Güzel bir avlu vardı, eskiden çok eskiden…
Ben o küçücük avluda oynardım hep kendi kendime. Olmayan çiçekleri sulardım hayalimde ve kedimiz SARI hep tok hep temiz gezerdi benimle birlikte.
Üst kat saatlerimi hep hayal kurarak tüketir, gelişini beklerdim Babamın. Elbette ki akşam olunca gelirdi. Geldiğinde de, direk üst kattaki çalışma odasına çıkar binlerce kitabın sıralı olduğu duvardaki raflara bakıp, BİRİNCİ marka sigarasının dumanını içine çekerek şiirler yazardı.
Ona hep ihtiyacım olurdu.
Büyümüştüm ama o ihtiyacım hiç bitmemişti.
Uçsuz bucaksız bir orman gibi gelirdi bana yaşadığımız İkizler Sokak.
Derdim ki; “Benim babam bu ormanda bir oduncu olmalıydı, kendi adını taşımalıydı. Akşamları mutlaka evinde, bizlerle uyumalıydı. Çocuklarını korumalıydı.”
Bırak bir düş ormanını, babamız bizi koruyamadan erkenden gidiverdi.
Sebzeciler, kumaş satanlar, karpuzcular ve kalaycılar uğrardı ara sıra sokağımıza hepsi bu kadar. Biz-bizeydik ama babam yoktu. Böylece, yaşlanıp ölümü beklermişiz gibi gelirdi bana o saatler.
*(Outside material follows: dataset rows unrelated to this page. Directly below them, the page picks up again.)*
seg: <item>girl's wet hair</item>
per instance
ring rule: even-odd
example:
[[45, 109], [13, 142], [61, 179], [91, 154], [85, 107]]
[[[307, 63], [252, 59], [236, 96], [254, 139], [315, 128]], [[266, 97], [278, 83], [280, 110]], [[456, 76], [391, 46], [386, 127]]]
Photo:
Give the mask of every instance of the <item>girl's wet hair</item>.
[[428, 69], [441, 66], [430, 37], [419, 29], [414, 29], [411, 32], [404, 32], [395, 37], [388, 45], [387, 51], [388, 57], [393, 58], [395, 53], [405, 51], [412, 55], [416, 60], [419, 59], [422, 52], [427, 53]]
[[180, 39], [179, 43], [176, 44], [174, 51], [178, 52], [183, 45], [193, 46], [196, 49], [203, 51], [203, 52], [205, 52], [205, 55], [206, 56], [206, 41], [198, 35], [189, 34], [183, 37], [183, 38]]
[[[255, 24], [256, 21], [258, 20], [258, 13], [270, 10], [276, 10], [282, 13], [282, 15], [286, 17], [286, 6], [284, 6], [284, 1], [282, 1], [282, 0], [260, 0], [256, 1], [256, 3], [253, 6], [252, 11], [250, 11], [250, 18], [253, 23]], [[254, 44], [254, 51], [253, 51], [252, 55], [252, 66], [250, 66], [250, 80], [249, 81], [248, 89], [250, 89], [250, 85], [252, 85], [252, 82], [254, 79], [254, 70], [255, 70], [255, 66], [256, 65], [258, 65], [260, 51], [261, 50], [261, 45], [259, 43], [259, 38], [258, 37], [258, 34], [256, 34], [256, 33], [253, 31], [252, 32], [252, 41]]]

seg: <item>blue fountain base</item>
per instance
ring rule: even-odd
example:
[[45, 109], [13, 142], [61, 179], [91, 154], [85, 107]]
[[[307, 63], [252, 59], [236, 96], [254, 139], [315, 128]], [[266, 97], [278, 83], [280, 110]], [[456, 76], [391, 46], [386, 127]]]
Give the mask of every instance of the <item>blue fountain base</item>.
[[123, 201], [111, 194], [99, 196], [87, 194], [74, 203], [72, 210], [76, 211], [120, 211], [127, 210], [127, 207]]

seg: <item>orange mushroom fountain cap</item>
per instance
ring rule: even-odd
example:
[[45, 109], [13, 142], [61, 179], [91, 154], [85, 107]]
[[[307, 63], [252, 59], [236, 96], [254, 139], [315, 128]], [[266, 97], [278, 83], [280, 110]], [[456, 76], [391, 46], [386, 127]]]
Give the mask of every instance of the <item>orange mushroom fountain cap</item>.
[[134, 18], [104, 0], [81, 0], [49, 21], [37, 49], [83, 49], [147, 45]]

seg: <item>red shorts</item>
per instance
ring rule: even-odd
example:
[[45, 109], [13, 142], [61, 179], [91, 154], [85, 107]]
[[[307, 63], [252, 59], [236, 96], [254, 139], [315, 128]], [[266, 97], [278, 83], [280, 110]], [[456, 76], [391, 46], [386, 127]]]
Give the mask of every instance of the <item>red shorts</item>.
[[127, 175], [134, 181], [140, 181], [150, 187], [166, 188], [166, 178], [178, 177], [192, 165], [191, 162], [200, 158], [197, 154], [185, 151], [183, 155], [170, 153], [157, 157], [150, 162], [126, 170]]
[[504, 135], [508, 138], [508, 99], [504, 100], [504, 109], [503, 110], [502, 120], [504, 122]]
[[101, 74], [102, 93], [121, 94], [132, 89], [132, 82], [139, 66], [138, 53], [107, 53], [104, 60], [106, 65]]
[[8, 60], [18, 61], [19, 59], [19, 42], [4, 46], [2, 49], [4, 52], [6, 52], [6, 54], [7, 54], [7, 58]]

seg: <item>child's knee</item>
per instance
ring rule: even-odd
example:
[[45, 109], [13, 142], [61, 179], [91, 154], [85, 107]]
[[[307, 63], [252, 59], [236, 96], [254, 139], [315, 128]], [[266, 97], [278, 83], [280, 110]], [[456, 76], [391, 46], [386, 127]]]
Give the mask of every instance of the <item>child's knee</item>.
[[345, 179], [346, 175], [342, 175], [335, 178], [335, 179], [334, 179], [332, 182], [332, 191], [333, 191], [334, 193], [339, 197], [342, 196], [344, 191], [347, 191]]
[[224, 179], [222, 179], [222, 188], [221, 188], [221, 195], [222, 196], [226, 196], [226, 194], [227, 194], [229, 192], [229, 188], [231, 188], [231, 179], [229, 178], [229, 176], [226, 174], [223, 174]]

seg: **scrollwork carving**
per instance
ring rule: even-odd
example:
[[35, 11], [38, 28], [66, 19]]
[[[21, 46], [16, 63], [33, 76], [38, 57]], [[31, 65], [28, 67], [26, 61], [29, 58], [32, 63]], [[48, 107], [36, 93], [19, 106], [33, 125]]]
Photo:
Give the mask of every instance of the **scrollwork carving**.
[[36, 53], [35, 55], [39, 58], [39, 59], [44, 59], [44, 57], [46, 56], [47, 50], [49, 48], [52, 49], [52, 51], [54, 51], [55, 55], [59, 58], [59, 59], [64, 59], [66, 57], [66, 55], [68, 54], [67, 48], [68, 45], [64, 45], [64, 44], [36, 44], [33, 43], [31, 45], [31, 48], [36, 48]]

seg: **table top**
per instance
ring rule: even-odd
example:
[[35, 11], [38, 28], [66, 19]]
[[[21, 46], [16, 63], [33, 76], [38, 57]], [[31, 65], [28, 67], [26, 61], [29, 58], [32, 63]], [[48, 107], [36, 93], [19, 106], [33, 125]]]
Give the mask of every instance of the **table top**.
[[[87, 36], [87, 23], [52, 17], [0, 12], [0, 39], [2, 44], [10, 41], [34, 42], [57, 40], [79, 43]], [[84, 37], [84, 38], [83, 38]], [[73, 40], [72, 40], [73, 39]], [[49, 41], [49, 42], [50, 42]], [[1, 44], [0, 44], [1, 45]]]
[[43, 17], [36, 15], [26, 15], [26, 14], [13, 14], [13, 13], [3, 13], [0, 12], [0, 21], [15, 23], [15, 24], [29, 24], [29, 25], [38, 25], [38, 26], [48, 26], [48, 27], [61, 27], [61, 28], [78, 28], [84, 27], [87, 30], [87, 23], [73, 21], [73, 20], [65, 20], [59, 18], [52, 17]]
Güzel bir avlu vardı, bahçesinde hiç çiçek olmayan.
Uykusu yıllarca sürecek üç yatak odası, babasız, korumasız.
Güzel bir avlu vardı, yaz günleri tepeden güneş alan yakıcı. Eskidendi, çok eski…
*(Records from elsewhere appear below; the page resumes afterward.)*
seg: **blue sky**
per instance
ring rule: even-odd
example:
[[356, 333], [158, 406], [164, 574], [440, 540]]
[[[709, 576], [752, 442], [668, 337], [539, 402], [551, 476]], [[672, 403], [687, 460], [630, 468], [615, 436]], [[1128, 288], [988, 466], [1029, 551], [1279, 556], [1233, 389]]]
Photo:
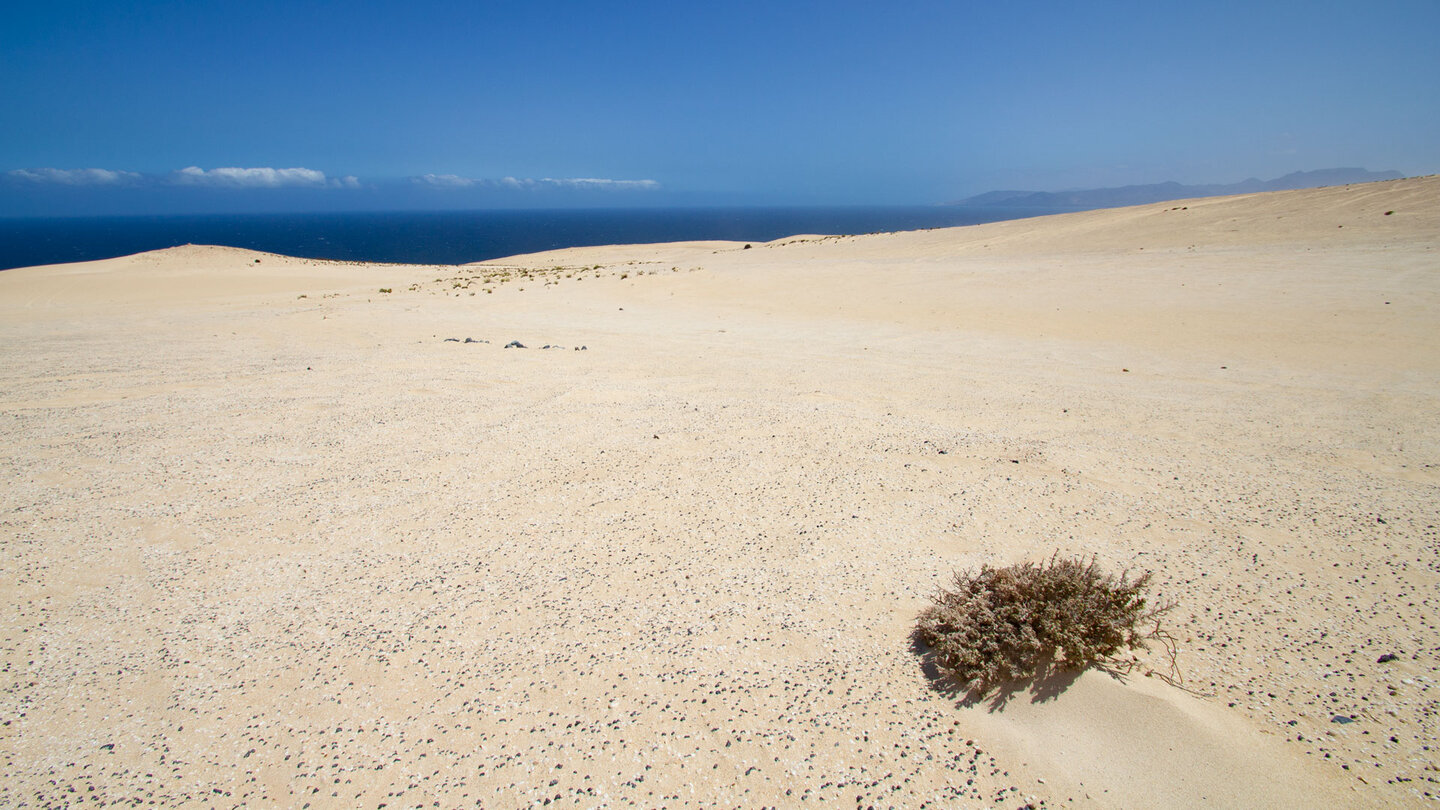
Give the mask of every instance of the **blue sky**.
[[12, 3], [0, 215], [1440, 170], [1440, 3]]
Ben o avluda oynardım kendi kendime; kendi kaderimle babamın gelmesini bekleyerek.
Yıkılan binalara çok üzülürdüm çocukluğumda, yeni yapılanların o boşlukları doldurmalarına da!
Küçücük avlusu olan iki katlı evimiz yıkılıverdi bir gün. O yıkılışla anılar daha da yoğunlaştı hiç akıllardan çıkmadı. Sonra insan alışıyor, varlıklara da; yokluklara da.
Ya yenisine? Kasvetli ve keder yüklü olanlarına?
Dört duvar baba, bu dört duvar yaktığın çocukluğumun külleriyle isli-gri hâlâ.